11.23.22

SCHUMER ANNOUNCES, AFTER YEARS OF FIGHTING TO PROTECT FEDERAL CRITICAL ACCESS STATUS FOR RURAL DELAWARE COUNTY HOSPITALS, FEDS HAVE NOW OFFICIALLY CHANGED RULES SO IMPACTED RURAL NY HOSPITALS CAN KEEP DESIGNATION TO RECEIVE OVER $35M IN REIMBURSEMENTS & MAINTAIN CRITICAL SERVICES IN UPSTATE’S MOST UNDERSERVED RURAL COMMUNITIES

Critical Access Hospital (CAH) Status Provides Rural Hospitals Enhanced Reimbursement Rates To Keep Healthcare Services In Underserved Communities Like Those In The North Country, Finger Lakes & Other Upstate Communities; BUT A Rules Change Risked Arbitrarily Making Many Rural Upstate Hospitals Ineligible Putting Healthcare Providers At Risk

Schumer Immediately Began Leading The Charge To Protect Rural Upstate Hospitals, Writing Multiple Letters, Calling HHS Sec Personally To Fight The More Restrictive Definitions; Feds Said They Would Heed His Call Earlier This Year, And Now The Rules Change Has Officially Been Enacted Allowing Impacted Upstate Hospitals Continue To Receive Over $35M Annually To Maintain Essential Care – And Making It So Other Hospitals Can Apply For This Program

Schumer: Delaware County Rural Hospitals & Families Can Breathe A Sigh Of Relief, CAH Is Here To Stay!

Today, standing at A.O. Fox Hospital Tri-Town Campus, U.S. Senate Majority Leader Charles E. Schumer revealed that the Centers for Medicare and Medicaid Services (CMS) has officially finalized the reversal of its previous rules change for the eligibility criteria for rural hospitals that put many Delaware County and Upstate New York hospitals at risk of losing their Critical Access Hospital (CAH) status. In total, this is expected to save Southern Tier hospitals over $5.4 million annually, $2.4 million for Margaretville Hospital, $3 million for O’Connor Hospital, along with other Upstate hospitals, for a total of $35 million across Upstate NY. Schumer explained that rule reversal is now expected to go into effect on January 1, 2023, which will allow current hospitals to maintain their CAH status, and other hospitals, like those previously denied, to reapply for this designation to potentially receive millions in critical reimbursements. 

“After years of advocacy, Southern Tier families can breathe a sigh of relief knowing their local hospitals will continue to receive the funding they need to provide lifesaving care in underserved rural communities. I promised Delaware County doctors and rural hospitals across Upstate New York that I would not stop fighting until these rules changes were fixed and their Critical Access Hospital designation was preserved, and now I can say a promise made is a promise kept,” said Senator Schumer. “This rule reversal will ensure our most vulnerable hospitals get the federal help they need to maintain essential healthcare services in the Southern Tier and will give hospitals who were previously denied the opportunity to reapply and potentially get more federal support in the future. Our hospitals are critical to keeping our communities safe, which is why I will always fight for them to cut through the bureaucracy and deliver aide for our hospitals that need it most.”

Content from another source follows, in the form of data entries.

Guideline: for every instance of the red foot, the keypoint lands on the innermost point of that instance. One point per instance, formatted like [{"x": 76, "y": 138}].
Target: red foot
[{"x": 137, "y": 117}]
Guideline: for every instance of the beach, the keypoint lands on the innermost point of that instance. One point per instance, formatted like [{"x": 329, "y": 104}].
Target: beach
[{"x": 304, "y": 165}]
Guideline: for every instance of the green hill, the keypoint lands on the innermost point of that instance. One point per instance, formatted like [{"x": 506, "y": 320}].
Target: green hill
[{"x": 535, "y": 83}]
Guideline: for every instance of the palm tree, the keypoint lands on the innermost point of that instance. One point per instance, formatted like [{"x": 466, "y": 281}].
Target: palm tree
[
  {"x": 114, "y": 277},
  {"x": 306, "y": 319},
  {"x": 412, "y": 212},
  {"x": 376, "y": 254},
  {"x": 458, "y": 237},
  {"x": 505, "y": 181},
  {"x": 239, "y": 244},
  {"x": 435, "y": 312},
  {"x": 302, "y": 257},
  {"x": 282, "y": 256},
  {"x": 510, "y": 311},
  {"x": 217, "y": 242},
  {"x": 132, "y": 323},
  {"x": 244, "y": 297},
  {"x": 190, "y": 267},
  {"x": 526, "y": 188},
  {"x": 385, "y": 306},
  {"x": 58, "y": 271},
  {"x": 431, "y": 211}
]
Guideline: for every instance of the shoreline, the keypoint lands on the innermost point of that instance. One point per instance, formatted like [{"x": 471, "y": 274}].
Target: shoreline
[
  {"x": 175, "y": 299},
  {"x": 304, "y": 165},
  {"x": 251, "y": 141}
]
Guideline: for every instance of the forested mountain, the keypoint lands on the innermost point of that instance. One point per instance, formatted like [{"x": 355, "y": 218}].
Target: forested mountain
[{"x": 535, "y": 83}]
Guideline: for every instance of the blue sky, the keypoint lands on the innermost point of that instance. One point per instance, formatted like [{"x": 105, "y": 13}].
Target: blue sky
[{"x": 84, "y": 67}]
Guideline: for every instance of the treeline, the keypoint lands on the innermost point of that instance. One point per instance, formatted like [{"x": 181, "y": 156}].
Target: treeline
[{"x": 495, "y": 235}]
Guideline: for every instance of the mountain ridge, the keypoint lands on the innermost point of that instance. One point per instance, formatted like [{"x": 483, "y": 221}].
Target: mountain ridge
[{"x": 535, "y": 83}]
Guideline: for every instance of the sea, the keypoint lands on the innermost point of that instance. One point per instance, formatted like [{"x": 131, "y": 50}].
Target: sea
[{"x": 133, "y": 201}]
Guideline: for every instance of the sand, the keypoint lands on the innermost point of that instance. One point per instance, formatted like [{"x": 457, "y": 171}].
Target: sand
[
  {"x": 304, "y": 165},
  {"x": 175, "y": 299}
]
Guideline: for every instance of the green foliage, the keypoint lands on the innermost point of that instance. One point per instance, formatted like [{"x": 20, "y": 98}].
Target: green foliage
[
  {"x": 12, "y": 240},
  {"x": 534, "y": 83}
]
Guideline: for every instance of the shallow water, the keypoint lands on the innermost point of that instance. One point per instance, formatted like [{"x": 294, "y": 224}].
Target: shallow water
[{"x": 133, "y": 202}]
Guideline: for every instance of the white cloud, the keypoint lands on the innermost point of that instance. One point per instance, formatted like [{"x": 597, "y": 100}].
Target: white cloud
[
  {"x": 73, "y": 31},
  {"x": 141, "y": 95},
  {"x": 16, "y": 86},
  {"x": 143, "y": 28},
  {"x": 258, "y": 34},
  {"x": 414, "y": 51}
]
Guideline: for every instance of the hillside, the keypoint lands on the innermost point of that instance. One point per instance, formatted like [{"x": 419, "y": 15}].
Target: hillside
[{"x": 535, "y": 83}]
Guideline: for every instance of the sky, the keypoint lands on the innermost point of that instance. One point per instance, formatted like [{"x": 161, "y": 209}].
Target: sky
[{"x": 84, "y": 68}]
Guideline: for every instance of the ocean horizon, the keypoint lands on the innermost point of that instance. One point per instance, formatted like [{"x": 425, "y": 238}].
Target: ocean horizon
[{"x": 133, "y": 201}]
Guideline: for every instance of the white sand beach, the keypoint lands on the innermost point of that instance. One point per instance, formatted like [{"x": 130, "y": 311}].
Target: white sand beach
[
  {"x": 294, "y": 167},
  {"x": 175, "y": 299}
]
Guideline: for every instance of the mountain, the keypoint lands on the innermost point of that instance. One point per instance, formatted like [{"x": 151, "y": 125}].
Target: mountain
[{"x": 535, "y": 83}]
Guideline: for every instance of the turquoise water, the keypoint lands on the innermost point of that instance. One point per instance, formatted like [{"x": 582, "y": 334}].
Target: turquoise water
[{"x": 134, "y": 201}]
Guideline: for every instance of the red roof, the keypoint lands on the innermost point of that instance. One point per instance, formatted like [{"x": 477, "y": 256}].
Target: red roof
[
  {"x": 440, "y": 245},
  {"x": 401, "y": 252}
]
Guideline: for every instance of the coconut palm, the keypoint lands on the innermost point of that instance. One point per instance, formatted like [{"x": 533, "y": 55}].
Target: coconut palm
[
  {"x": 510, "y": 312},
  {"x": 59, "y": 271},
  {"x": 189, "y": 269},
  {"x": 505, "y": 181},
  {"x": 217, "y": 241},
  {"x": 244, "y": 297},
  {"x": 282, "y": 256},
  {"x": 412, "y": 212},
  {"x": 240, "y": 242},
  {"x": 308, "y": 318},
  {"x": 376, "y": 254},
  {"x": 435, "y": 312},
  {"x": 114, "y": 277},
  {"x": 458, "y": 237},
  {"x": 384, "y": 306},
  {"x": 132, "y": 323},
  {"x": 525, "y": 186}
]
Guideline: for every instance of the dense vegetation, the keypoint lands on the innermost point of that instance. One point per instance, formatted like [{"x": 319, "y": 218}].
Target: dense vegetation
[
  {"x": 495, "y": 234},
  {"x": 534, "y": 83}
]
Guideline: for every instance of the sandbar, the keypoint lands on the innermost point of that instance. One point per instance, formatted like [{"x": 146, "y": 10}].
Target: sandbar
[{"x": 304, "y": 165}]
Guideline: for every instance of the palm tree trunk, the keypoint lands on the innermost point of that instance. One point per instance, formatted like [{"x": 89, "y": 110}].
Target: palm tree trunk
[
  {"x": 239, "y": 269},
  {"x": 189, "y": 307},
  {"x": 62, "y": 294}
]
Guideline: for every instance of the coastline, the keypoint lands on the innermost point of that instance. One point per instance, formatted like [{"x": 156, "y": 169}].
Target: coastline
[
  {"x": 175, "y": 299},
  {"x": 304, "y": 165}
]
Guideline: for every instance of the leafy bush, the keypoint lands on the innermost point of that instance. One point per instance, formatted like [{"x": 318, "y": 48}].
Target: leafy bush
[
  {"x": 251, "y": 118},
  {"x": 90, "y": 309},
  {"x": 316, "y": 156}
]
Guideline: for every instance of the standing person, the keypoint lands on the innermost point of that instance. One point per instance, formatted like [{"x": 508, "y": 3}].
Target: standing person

“On behalf of O’Connor Hospital and the entire Bassett Healthcare Network, we are grateful to Senator Schumer for his leadership in urging the Centers for Medicare and Medicaid Services (CMS) to clarify its “location requirement.” Left unchanged, there would have been significant negative impacts for a number of Critical Access Hospitals, including O’Connor Hospital. This clarification provides the people of Delaware County the comfort of knowing their local hospital is no longer in jeopardy of closing. Without the Critical Access designation, an estimated increased financial burden of at least $3M annually would have likely forced O’Connor Hospital to close or significantly curtail services,” said Dr. Tommy A. Ibrahim, President & CEO of Bassett Healthcare Network. “Our elderly, low income and chronically ill patients would have suffered the most, countless patents’ lives would have been jeopardized, and over 200 high quality jobs would have been lost. Thankfully, O'Connor Hospital is now able to continue providing a full range of acute, preventive, and specialty health care services. Bassett is appreciative of Senator Schumer’s understanding of these significant impacts and his leadership to resolving this vital issue.”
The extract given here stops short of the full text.